Wednesday, June 15, 2011

"Win the crowd, and you will win your freedom."

I do not want to be a narcissistic thick head but yes, I like talking about myself, giving a lot of importance to my ideas. Not all of them have to be "truly original" but you know, why take chances. Before anyone of you decide to leave thinking this is going to be such a waste of time, let me retrace my steps and tell you what I wanted to talk about. Not that this won't be a waste of time anyway but you know, either way, when you have to spend time somehow, why not do it reading to somebody else's attempt to be hailed the most-original-thinker-of-our-times. Done with the dose of bullshit; now let the drama begin.

How important is it for somebody, anybody, to sell himself? Okay, let me rephrase it, to market himself? I had read this amazing article on Dravid and the primordial difference between The Great One and The Intense One, as Rohit Brijnath put it, is basically sheer luck and how different their approaches to life and cricket are. But yes, marketing yourself for the mob is important too because that is going to make or break your myth; winning over the mob is all that is the difference between bland humanness and the glory of immortality.

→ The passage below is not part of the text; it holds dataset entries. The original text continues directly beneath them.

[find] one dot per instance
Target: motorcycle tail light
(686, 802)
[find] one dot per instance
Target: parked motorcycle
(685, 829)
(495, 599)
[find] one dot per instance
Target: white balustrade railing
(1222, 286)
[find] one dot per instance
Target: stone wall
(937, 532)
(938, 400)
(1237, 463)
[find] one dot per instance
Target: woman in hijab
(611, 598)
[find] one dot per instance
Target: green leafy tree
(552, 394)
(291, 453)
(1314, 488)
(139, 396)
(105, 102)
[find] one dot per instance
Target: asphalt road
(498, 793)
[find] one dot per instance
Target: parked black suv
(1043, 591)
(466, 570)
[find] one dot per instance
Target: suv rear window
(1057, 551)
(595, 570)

If there is a highest order of digression, this paragraph is it.

Okay, I need to get my sleep, so I'll illustrate to you what I've been thinking over without further ado. Let's say I'm the next greatest writer on the planet. And I have my small bunch of loyal followers who say things like, "There is a Marquez and now there is him." How I wish that were true. So, anyway, I don't market myself. I write my blog, a few of my friends read it and that's about it. And then there is somebody else who is not as good a writer as I am but knows all the right people, says all the right words and does all the right things. He gets covered by the media and he is the most popular Indian now after Shah Rukh Khan. Does it in anyway demean the status of the other writer and increase my nobility? Or is marketing yourself, telling the world that you exist and wish to be read also a part of being a successful somebody?

Is marketing beneath the nobility of art or is it an art unto itself? I don't really see what I'm trying to convey but the bottom line is that I want to know how true the adage is which says, Never seek popularity and it will seek you? Before a Kamal Hassan or an Aamir Khan made Saagara Sangamam/Akali Rajyam or Rang De Basanti/Taare Zameen Par, they made popcorn munching cinema. Is that the better thing to do or is sticking to the scholarly ideals of integrity and belief.

Hang on, isn't this the difference between a statesman like Dr. Manmohan Singh and a ruthless street-fighter of Narendra Modi. I have no idea what this was all about, but all that it ever was, it is here.

P.S: Like in Gladiator, is pleasing the crowd really a way to achieve artistic freedom?